Vitrectomy does not cause cataract; it causes rapid progression of pre-existing nuclear sclerosis. Do not hesitate to do a lensectomy in inflammatory, proliferative vitreoretinopathy, complex trauma or uveitis cases. Do not leave capsule, touch iris or implant an intraocular lens in severe uveitis vitrectomy cases. Contact-based macular visualization produces better lateral and axial resolution (modulation transfer function) than non-contact visualization (BIOM, Oculus, or ReSight, Carl Zeiss) by eliminating all corneal asphericity. Contact-based wide angle-visualization provides 10 degrees greater field of view than non-contact and better resolution.


Vitreoretinal surgery is not an extreme sport or fame game.

Surgery is not about making a show-and-tell video or doing combined procedures, endoscopy or intraoperative optical coherence tomography; it is about focusing on the primary surgical goal—restoring or preserving vision. Overly aggressive posterior vitreous detachment creation causes many iatrogenic retinal breaks and excessive use of silicone oil.
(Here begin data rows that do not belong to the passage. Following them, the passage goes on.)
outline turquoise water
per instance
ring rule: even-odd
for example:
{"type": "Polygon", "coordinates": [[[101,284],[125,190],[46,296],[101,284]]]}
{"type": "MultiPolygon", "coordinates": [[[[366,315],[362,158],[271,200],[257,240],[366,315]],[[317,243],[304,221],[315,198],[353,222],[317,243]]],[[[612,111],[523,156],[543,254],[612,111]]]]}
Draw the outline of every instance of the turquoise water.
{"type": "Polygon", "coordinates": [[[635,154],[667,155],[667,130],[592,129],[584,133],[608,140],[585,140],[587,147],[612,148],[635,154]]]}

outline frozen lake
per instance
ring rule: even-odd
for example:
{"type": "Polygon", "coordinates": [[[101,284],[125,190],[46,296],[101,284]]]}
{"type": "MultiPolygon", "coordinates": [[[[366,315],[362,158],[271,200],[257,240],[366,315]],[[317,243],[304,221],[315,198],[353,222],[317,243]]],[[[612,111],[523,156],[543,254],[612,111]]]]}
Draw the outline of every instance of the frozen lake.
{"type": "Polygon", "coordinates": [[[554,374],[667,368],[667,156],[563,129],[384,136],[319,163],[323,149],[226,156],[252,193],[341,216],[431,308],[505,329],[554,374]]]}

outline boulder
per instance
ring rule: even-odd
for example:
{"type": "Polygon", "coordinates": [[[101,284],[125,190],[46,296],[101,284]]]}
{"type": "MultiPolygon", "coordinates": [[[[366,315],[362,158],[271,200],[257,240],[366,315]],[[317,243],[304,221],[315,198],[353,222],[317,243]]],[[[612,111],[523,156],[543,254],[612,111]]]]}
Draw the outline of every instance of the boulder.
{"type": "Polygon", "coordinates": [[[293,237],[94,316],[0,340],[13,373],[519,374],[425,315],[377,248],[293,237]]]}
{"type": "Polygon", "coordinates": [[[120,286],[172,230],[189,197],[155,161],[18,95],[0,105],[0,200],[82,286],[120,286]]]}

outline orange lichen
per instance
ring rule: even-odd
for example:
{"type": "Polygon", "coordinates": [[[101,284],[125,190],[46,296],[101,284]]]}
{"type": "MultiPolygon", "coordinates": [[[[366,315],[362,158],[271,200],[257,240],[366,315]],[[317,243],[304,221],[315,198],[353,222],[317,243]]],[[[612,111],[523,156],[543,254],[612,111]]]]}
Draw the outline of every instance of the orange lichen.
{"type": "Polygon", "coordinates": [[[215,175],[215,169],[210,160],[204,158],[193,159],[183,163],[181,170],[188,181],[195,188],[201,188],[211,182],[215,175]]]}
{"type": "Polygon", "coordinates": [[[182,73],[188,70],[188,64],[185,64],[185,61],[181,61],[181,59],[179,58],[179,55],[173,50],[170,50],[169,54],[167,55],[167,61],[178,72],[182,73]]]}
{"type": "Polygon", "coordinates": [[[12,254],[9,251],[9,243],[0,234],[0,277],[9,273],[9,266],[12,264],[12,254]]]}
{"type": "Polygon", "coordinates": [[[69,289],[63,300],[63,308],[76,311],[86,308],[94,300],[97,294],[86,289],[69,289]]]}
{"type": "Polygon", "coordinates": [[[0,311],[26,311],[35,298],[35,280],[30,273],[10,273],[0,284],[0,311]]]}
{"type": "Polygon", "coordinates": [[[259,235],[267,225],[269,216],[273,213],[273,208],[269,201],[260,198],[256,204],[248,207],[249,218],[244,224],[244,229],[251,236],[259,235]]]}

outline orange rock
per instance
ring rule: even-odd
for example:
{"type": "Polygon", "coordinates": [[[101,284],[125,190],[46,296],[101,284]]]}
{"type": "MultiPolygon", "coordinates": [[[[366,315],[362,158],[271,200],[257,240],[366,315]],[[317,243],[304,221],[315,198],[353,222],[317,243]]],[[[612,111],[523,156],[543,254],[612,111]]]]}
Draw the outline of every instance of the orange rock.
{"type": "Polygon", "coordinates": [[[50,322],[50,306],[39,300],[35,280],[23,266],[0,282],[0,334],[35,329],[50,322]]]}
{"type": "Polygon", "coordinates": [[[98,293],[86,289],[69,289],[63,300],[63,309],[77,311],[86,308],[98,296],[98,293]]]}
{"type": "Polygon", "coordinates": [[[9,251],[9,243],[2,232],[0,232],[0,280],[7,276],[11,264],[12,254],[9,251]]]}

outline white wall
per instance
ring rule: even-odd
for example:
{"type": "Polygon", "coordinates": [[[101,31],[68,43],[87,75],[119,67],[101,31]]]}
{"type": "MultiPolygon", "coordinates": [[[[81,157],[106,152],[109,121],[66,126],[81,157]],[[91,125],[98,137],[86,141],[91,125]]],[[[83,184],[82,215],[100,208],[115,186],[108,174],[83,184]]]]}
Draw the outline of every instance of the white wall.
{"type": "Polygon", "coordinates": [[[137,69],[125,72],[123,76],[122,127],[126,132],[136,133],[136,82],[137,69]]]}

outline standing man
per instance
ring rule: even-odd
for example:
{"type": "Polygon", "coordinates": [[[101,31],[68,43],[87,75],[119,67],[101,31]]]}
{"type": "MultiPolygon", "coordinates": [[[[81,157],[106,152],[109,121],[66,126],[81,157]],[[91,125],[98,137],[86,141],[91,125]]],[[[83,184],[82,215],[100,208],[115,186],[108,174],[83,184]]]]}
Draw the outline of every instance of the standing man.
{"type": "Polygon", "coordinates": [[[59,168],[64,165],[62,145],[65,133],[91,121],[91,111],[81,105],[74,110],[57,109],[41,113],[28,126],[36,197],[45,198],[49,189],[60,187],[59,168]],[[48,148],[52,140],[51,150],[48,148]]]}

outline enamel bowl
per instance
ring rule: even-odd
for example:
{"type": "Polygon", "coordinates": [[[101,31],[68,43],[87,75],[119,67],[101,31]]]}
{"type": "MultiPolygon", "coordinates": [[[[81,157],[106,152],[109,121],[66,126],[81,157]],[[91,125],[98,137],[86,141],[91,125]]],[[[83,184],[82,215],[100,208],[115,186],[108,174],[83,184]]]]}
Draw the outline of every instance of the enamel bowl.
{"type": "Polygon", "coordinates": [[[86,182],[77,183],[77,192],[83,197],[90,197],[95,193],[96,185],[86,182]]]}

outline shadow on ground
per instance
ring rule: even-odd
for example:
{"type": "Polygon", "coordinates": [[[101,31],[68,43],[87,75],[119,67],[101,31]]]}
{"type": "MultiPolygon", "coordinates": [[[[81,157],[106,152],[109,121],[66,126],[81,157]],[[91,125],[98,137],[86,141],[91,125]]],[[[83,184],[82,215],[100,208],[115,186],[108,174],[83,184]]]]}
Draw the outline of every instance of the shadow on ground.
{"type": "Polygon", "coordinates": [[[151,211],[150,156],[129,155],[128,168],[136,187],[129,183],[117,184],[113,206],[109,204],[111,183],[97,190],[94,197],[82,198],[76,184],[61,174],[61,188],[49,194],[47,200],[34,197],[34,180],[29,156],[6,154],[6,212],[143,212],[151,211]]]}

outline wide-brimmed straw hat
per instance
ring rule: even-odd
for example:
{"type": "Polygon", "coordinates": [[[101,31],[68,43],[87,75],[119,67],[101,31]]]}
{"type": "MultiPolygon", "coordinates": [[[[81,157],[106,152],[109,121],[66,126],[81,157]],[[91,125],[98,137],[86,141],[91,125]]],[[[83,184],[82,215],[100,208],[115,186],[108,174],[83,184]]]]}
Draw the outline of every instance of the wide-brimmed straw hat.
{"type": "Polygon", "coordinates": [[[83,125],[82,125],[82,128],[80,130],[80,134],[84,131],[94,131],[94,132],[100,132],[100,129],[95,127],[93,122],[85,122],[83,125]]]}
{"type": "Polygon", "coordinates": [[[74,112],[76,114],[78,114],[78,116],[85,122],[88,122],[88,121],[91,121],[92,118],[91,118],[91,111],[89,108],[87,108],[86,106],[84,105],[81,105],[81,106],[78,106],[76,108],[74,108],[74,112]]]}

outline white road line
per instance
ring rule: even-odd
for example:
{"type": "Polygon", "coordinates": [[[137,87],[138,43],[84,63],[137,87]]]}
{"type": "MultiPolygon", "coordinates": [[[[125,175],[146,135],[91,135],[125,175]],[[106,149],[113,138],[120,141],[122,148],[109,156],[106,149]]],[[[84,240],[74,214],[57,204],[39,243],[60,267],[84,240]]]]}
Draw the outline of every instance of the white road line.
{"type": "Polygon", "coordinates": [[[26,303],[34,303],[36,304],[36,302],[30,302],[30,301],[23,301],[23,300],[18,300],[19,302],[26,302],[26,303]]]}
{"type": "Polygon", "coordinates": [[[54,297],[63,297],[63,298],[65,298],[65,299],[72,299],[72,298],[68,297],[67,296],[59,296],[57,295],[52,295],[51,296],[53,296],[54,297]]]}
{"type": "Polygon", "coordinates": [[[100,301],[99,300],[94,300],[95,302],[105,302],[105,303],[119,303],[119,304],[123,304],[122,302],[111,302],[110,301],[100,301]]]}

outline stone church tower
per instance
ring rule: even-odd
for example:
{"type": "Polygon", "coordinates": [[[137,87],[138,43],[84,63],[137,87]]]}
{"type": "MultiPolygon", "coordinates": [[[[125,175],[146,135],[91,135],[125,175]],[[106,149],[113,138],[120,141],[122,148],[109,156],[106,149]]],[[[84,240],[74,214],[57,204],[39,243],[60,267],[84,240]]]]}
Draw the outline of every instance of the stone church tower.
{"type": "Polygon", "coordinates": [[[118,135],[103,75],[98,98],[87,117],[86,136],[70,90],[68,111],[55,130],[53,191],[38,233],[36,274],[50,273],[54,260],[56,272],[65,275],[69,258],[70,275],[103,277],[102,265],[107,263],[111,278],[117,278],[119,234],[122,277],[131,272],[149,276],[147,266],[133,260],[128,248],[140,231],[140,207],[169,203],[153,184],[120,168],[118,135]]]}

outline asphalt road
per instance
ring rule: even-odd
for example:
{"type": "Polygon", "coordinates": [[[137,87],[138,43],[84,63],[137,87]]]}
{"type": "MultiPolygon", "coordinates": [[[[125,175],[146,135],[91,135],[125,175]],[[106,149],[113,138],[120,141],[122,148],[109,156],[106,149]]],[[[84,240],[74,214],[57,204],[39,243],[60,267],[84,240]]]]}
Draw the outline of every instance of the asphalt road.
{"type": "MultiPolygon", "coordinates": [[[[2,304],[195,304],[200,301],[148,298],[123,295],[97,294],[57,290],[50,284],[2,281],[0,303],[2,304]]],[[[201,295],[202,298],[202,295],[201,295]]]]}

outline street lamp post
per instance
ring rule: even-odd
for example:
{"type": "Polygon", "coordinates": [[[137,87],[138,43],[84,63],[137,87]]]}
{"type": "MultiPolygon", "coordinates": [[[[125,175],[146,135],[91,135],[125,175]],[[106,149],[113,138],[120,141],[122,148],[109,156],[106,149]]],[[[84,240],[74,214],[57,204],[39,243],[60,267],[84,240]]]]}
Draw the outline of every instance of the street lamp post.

Linear thinking produces bad outcomes; multi-branching algorithms are essential for problem solving.

Understanding, concept-based learning is essential and is far more effective and utilizable than rote memorization, content-based learning. Vitreoretinal surgeons should understand the physics behind surgical fluidics and imaging, the physical chemistry of silicone oil, gas and liquid perfluorocarbon, and the biology of angiogenesis and apoptosis.  The surgeon must learn how to set up and operate all vitreoretinal machines to avoid mistakes and dependence on the OR staff.


There is no standard approach or “gold standard” in medicine.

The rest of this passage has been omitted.